Day three: Shopping, dancing and cab drivers

Shopping

Today we wandered over to Zival's (Corrientes y Callao). I wanted "Noche de Cabaret" with Varela's orchestra, which I found on a nice double CD. Gayle wanted Donato's "El Gato" milonga, which was not there. The guy at the information counter said, "It's not our fault we don't have it! If it isn't produced, it's not available." I already had the Donato CD that was there, and so did Gayle. No Lomuto at all :-(  We agreed today was not the day to browse in the store: we will save that for a rainy day when we have nothing to do.

We dropped our shoes off at the shoe repair to get cromo (suede) on the soles on two pair a piece. I have some plain and some with cromo, so if I go somewhere where the floor is sticky, I take leather soles, and for slippery floors, cromo. We will get them back by Tuesday, which is way better than the place I found last year that took a week. I forgot to photograph them before they were dropped off, but I promise to do that ASAP Tuesday.

Grr...I wrote six more paragraphs, and the internet went down when I pressed save.  Grr.

I bought practice shoes at Fabio Shoes for leading. My old men's ballroom shoes have finally worn through the leather after about fifteen years of use. These have a Cuban-style heel, but a bit higher than a man's Cuban heel. I am not sure if I like them; I may sell them. I am so used to using men's shoes for leading, that these seem a little frivolous!

Dancing

Tonight we went to Cachirulo, but in a new location. Last year, it was a short shot down Corrientes to get to Maipu. Now, it's a twenty-minute taxi ride (30 pesos) to the Villa Malcom Sports Club (Cordoba 5064). Since it was pouring rain, we abandoned our walk to the subte and grabbed a taxi.

When we arrived, the ration of men to women was perhaps 1:15 or 1:20, and it did not improve much. We were seated in the second row and on the end, where it was almost impossible to see the men for cabeceo. Given those odds, it's probably a miracle that we each danced six or seven tandas. There were a lot of women who we never saw get on the dance floor, and who left early, only to be replaced with more women.

The level of dancing was higher than at Nino Bien or Entre Tango y Tango. It wasn't that there were better dancers per se, because a lot of the same guys were at Friday and Saturday dances. However, there were fewer lower-level dancers, both male and female, so the entire room looked good dancing (apart from some scary dresses, but that's another story). The musicality was more evident because the whole room moved better together. A few guys crashed in the middle, but most danced competently in two rows around the outside.

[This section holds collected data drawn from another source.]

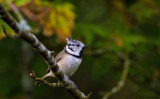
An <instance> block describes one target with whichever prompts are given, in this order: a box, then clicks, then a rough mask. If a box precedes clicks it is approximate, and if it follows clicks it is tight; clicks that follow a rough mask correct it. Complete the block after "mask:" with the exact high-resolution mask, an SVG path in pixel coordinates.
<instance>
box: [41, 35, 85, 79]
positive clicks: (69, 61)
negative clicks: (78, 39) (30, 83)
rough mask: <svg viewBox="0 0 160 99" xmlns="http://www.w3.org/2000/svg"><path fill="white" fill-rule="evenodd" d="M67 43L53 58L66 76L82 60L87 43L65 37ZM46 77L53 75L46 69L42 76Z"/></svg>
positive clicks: (76, 68) (42, 77)
mask: <svg viewBox="0 0 160 99" xmlns="http://www.w3.org/2000/svg"><path fill="white" fill-rule="evenodd" d="M66 40H67V45H66V46H65V47H64V49H63V50H62V51H61V52H60V53H59V54H58V55H57V56H56V58H55V60H56V62H57V64H58V66H59V67H60V69H61V70H62V71H63V72H64V73H65V74H66V75H67V76H68V77H70V76H72V75H73V74H74V73H75V72H76V70H77V69H78V67H79V65H80V64H81V62H82V53H83V50H84V48H86V47H87V46H88V45H84V44H83V43H82V42H80V41H78V40H74V39H71V38H70V37H67V38H66ZM47 77H53V78H54V77H55V75H54V74H53V72H52V71H51V70H50V69H48V71H47V74H46V75H45V76H43V77H42V79H45V78H47Z"/></svg>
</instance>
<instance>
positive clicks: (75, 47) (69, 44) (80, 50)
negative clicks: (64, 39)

When we left, a guy teased us about leaving early. Gayle decided to give him a hard time back, and made me tell him she had waited all night to dance with him. He promised to dance with us tomorrow, as we are going to the same place. Then, a salsa came on, and I danced in my street shoes right there in the back of the room with him. I needed that! I often play hooky from tango in Bs As and go salsa dancing one night while I'm here (Azucar Club is good).

Cab drivers in Bs As

I am fond of cab drivers here in Buenos Aires. I don't know if they are as well-spoken and educated in other places because I usually walk places or take the bus when I'm out of Portland. Here, get them talking, and watch them go!

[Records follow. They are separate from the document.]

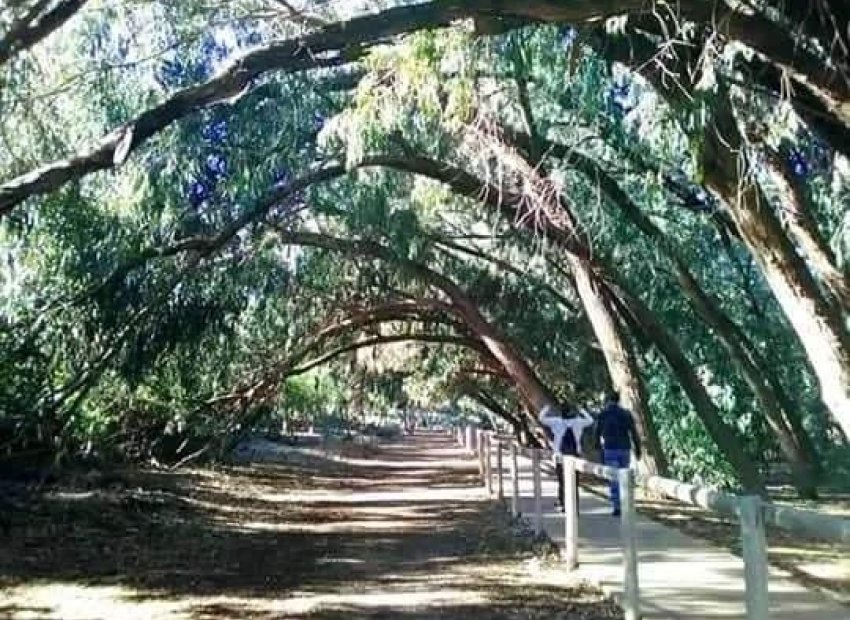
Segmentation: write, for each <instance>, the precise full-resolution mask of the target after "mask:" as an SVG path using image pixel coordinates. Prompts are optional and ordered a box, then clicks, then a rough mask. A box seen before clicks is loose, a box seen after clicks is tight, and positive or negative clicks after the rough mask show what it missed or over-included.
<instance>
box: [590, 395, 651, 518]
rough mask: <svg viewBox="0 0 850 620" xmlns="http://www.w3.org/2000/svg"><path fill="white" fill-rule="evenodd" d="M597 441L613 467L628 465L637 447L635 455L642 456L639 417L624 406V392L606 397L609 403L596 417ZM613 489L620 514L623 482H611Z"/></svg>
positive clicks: (614, 504)
mask: <svg viewBox="0 0 850 620" xmlns="http://www.w3.org/2000/svg"><path fill="white" fill-rule="evenodd" d="M596 445H599V446H601V448H602V462H603V464H605V465H607V466H609V467H616V468H617V469H625V468H628V467H629V464H630V461H631V450H632V447H634V450H635V457H636V458H637V459H640V456H641V447H640V436H639V435H638V433H637V429H636V428H635V421H634V418H633V417H632V414H631V412H630V411H628V410H627V409H624V408H623V407H621V406H620V395H619V394H618V393H617V392H611V393H610V394H609V395H608V397H607V398H606V402H605V407H604V408H603V409H602V412H601V413H600V414H599V417H598V418H597V421H596ZM609 487H610V489H611V507H612V508H613V511H612V513H611V514H612V515H613V516H615V517H616V516H619V514H620V485H619V482H618V481H617V480H611V481H610V483H609Z"/></svg>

On the way to the dance, we got a cab driver who talked about the traffic and how it's changed in the past ten years. On the way back, we hit a gold mine of economic information. It's amazing how commenting on the weather, or the traffic, or the temperature morphs into an interesting discussion.

On the way home, the cabbie sat in front of our destination for about five minutes, still talking about the past twenty years in Argentina. I tried valiantly to keep up the translation for Gayle while listening and converting it to English in my head. Here are the salient points for thought:

  • Because of recent events in Argentine history, Argentines are realists. They don't live in a bubble that is going to explode and make them face reality, as he feels folks do in Europe and the USA.
  • Since so many bad things happened to individuals in Argentina during the dictatorships, everyone knows that you need to work in solidarity with friends and family and other Argentines to fight for rights. He feels that Americans are concerned only with themselves, and can't work together like this because we haven't experienced enough crisis for us to mature yet.
  • With the hyperinflation in the 1980s of 300-400% per month, the current 10-15% is nothing. He said they can get through this with no problem because everyone remembers how much worse it was before.
  • He told us about how money was not circulating at all at one point, and people went to fairs and bartered goods in order to eat. He said only six people had work on his block, and each would get a different product and share, in order to survive.
  • In 2008, the government took steps to inject money into the local economy. He feels that they have been "immunized" to withstand the current global slide, and suggested that if Argentina took a leadership role, we could reduce the global crisis.

I find this impressive, as an "immature" American who does not know statistics for my own country's economic state during my lifetime. It's time to get educated!